Segundo a Scania, o consumo de combustível será até 8% menor em relação à atual geração Euro 6.
A novidade considerada mais importante é justamente o novo motor de 11 litros.
A fabricante acredita que esse propulsor permitirá ampliar a presença em aplicações rodoviárias de curta e média distância, segmento no qual a disputa entre fabricantes é bastante intensa.
Além da economia, a nova geração incorpora câmbio G25, novo diferencial, sistema de otimização de combustível (FOU), painel digital, arquitetura eletrônica de sétima geração e novos sistemas de segurança ativa.
O Diretor de Desenvolvimento de Negócios da Scania, Marcelo Gallão, também falou a Adamo Bazani sobre as principais características destes veículos, que ampliam as opções no mercado. Os modelos são o K350 4×2, K390 4×2 e 6×2, K430 e 460 6×2, K460 e K500 8×2.
Os três primeiros modelos desta nova linha possuem motores de 11 litros, que eram uma exigência por parte dos operadores, e que agora contam com esta alternativa. Mas os motores de 13 litros, para os modelos de potência maior, também são opções. A linha atual de ônibus rodoviários da Scania é mantida para, de acordo com o diretor, haver mais flexibilidade do operador escolher.

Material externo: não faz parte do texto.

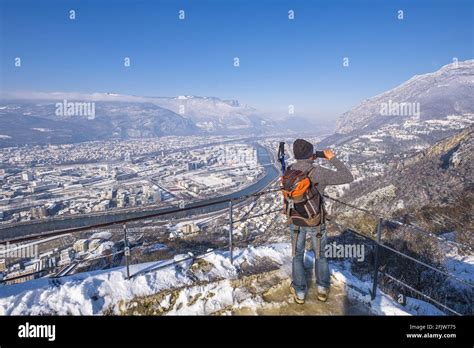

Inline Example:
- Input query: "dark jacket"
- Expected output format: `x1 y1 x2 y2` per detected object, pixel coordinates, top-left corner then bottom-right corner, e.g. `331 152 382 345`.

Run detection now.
291 157 354 195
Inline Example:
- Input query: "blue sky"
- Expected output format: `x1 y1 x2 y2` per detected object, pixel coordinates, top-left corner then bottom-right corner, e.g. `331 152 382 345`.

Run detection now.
0 0 474 118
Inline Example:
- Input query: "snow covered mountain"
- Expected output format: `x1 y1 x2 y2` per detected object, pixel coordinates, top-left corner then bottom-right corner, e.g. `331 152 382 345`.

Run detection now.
152 96 265 131
336 60 474 134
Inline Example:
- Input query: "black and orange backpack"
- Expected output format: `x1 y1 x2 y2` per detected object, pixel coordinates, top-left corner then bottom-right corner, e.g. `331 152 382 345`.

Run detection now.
281 165 326 226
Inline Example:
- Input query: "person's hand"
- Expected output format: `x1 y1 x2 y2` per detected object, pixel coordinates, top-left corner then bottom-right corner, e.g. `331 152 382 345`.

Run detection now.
323 149 336 161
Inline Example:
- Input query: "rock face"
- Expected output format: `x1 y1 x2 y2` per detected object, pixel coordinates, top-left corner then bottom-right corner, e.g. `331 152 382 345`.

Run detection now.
336 60 474 134
344 126 474 244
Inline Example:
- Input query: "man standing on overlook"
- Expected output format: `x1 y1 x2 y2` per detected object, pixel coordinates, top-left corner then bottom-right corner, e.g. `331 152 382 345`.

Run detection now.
282 139 354 304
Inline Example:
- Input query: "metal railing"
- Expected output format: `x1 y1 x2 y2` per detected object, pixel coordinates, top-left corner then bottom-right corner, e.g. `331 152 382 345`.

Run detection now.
0 188 474 315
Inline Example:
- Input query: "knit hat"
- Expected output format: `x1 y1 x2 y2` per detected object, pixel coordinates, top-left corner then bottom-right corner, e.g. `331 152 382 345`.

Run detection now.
293 139 314 159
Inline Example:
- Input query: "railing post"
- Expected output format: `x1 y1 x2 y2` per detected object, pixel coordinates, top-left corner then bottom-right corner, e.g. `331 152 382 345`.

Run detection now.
371 218 383 300
123 224 130 279
229 200 234 264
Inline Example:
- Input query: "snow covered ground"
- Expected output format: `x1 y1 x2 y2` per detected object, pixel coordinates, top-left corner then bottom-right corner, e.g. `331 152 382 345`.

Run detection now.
0 243 443 315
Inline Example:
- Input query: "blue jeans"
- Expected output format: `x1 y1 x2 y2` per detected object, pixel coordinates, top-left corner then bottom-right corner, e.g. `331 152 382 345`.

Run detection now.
290 224 330 292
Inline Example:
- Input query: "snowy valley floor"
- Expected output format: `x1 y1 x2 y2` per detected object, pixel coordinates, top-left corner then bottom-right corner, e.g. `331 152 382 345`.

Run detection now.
0 243 443 315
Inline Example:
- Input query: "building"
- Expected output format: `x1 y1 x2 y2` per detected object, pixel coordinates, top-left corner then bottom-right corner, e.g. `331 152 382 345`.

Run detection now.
21 172 33 181
60 247 75 265
72 239 89 253
30 207 48 219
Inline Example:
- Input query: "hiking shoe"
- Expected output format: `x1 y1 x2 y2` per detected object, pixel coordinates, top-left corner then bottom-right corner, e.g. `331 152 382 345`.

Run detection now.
318 285 329 302
290 285 305 304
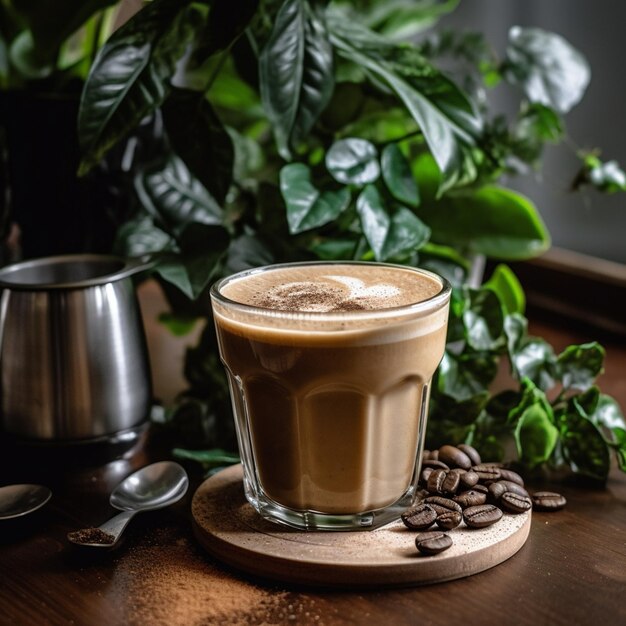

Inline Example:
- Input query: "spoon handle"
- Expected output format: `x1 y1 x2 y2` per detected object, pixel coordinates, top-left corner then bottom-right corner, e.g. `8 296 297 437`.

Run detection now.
99 504 137 541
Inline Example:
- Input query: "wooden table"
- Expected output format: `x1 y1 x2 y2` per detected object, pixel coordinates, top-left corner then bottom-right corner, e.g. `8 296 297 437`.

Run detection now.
0 323 626 626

Entre as características da linha de modelos estão manutenções mais facilitadas, com menos equipamentos, inclusive com o implemento de tecnologia em relação aos motores de 11 litros dos anos 1990, que foram descontinuados na ocasião. Além disso, de acordo com Marcelo Gallão, o consumo 8% menor em média, mas que pode chegar a 11% menos de óleo diesel, justifica o valor mais alto de aquisição, que gira em torno de 7%.
Relembre:
Serviços passam a ser parte da estratégia
Se os produtos representam uma frente da ofensiva comercial, o pós-venda forma a outra.
Executivos da Scania afirmam que o objetivo é vender uma solução completa, combinando veículo, conectividade, manutenção e suporte operacional.
Entre as novidades estão o lançamento do comércio eletrônico oficial de peças, um novo plano de manutenção denominado PRO Start e a ampliação da rede nacional de concessionárias.
A fabricante informou que investirá R$ 110 milhões entre 2025 e 2026 na expansão da rede, que passará de 250 para 276 pontos de atendimento, cobrindo integralmente o território nacional.
Hoje, cerca de 100 mil veículos Scania estão conectados no Brasil, dos quais aproximadamente 6 mil são ônibus.
Segundo a empresa, os serviços conectados já permitem reduzir em até 47% as paradas inesperadas para manutenção, utilizando inteligência de dados para gestão preventiva das frotas.
Investimentos em São Bernardo
A estratégia também passa pelo fortalecimento da operação industrial brasileira.
Para preparar a produção da nova linha Super, a Scania investiu R$ 120 milhões em engenharia, atualização da linha de montagem e desenvolvimento da cadeia de fornecedores, além de aproximadamente mil horas de treinamento para os colaboradores da fábrica de São Bernardo do Campo.
Um novo momento
Os anúncios mostram que a Scania pretende disputar espaço de forma mais agressiva em um mercado que mudou nos últimos anos.
A combinação entre motores mais eficientes, maior oferta de soluções movidas a biometano, reforço dos serviços e expansão da rede de concessionárias forma a principal aposta da fabricante para recuperar participação em segmentos onde perdeu terreno e ampliar sua presença tanto no Brasil quanto na América Latina.
Para a empresa, a transição energética do transporte coletivo e a busca dos operadores por redução do custo operacional criam um ambiente favorável para essa nova fase.
Ranking dos maiores mercados da Scania em ônibus – 2025
| Posição | País | Entregas de chassis |
| 1º | México | 837 |
| 2º | Brasil | 760 |
| 3º | Argentina | 526 |
| 4º | Espanha | 454 |
| 5º | Colômbia | 345 |
| 6º | Chile | 317 |
| 7º | Peru | 313 |
| 8º | Austrália | 305 |
| 9º | Reino Unido | 296 |
| 10º | Taiwan | 265 |
Dados gerais apresentados pela Scania:
- Entregas globais de chassis de ônibus em 2025: 3.172 unidades
- A América Latina responde por 48% das vendas globais de ônibus da Scania.
- O Brasil perdeu a liderança mundial da marca para o México, impulsionado pelo forte programa de renovação da frota mexicana.